Halfway through the year, the penchant for investors to pour into U.S. equities over international markets is continuing thus far in June, according to the latest Relative Weight Spotlight from Direxion Investments.
Despite a number of roadblocks heading into 2019 after a rough fourth-quarter market showing to end 2018, the U.S. economy rebounded in the first quarter this year, beating analysts’ expectations of 2.5 percent growth with a 3.2 percent growth number. As such, investors have been quick to lean on the U.S. even if a trade deal with China went sideways in May.
For investors looking for continued upside in U.S. equities over international equities, the Direxion FTSE Russell US Over International ETF (NYSEArca: RWUI) offers them the ability to benefit not only from domestic U.S. markets potentially performing well, but from their outperformance compared to international markets.
“Relative flows between U.S. and International ETFs have moved in the same direction as relative performance in 8 of the last 12 months, with February, March, April and May 2019 all seeing ETF flows align with monthly performance,” the Relative Weight Spotlight post noted. “May saw the largest relative strength in flows in favor of International stocks since March of 2018, with U.S. ETFs seeing almost $16.0B in net redemption activity while International ETFs saw over $2.2B in net creations.”
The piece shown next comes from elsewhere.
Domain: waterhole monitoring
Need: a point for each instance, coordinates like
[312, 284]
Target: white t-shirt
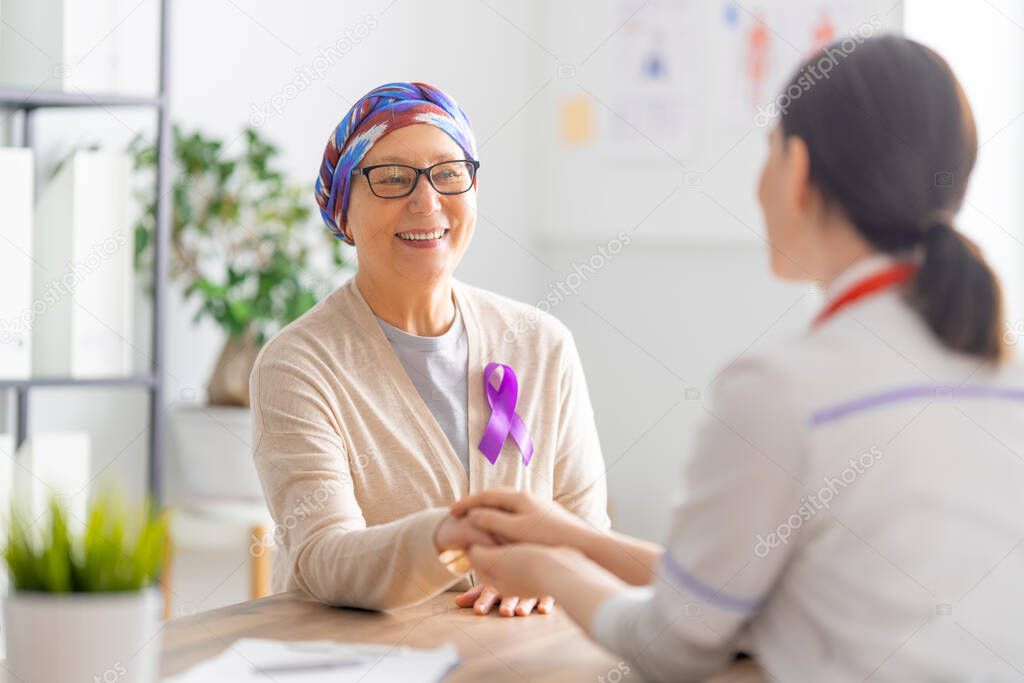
[437, 368]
“June has seen this trend continue with U.S. stocks outperforming International shares, and ETF investors are sharply moving back to the U.S. after redeeming throughout the month of May,” the post added. “Over the first 7 trading days of June, ETFs specifically targeting exposure to the U.S. have taken in $4.64B more relative to International ETFs, indicating that relative strength in flows has quickly returned in favor of domestic exposure.”
The fund’s long positions include holdings that helped the S&P 500 and Nasdaq Composite reach highs like Apple and Microsoft, which just hit $1 trillion in market capitalization.
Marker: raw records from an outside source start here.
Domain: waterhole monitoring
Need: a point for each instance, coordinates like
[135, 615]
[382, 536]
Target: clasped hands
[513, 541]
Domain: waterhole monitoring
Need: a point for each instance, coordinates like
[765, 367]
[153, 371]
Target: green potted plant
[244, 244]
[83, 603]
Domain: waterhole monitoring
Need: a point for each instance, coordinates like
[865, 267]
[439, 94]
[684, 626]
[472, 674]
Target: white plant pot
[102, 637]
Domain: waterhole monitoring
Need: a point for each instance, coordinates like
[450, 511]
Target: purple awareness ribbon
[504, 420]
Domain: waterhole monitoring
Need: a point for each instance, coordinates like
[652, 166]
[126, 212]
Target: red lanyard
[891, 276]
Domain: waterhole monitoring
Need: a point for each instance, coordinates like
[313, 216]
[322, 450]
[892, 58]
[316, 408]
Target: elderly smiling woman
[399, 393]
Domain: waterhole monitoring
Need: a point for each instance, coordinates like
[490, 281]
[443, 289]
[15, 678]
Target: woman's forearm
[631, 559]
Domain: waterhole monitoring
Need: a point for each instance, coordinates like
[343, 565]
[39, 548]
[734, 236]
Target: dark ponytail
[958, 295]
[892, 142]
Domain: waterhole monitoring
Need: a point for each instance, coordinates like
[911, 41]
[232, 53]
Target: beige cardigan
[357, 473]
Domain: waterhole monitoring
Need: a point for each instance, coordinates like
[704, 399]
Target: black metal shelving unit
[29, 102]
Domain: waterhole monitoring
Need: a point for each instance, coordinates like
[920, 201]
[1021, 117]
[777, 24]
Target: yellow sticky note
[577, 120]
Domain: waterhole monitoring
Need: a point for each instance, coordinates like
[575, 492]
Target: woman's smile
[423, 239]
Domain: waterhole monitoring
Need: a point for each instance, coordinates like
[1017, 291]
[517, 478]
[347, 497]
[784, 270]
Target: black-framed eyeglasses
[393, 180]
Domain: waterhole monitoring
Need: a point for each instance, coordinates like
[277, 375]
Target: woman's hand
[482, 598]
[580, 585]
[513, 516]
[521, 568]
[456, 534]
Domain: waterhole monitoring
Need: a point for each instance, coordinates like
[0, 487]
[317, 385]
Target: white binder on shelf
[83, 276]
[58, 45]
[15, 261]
Short country positions include Japan, which saw a surprise drop in factory data the same time U.S. equities were doing better than expected in first-quarter earnings.
China Putting Up a Fight
According to the IMF, the world economy will grow at a 3.3 percent pace, which is 0.2 percent lower versus the initial forecast in January. Nonetheless, strength in leading markets like the U.S. with its healthy labor market are keeping global growth afloat.
Will the U.S. continue its upward trajectory in the second quarter and through the rest of 2019? Helping to boost the case for international equities is stiff competition from China.
The trade impasse with the United States didn’t seem to affect China in May as the country’s overall trade surplus was about $42 billion–double the $20.5 billion expected by economists polled by Reuters. The data comes just as the International Monetary Fund (IMF) lowered the growth expectations for China through the rest of the year.
However, the IMF projected a growth forecast of 6.3 percent, lowering their initial expected growth rate of 6.2 percent. They’re expecting that to slow further in 2020 to 6 percent and even lower to 5.5 percent by the year 2024.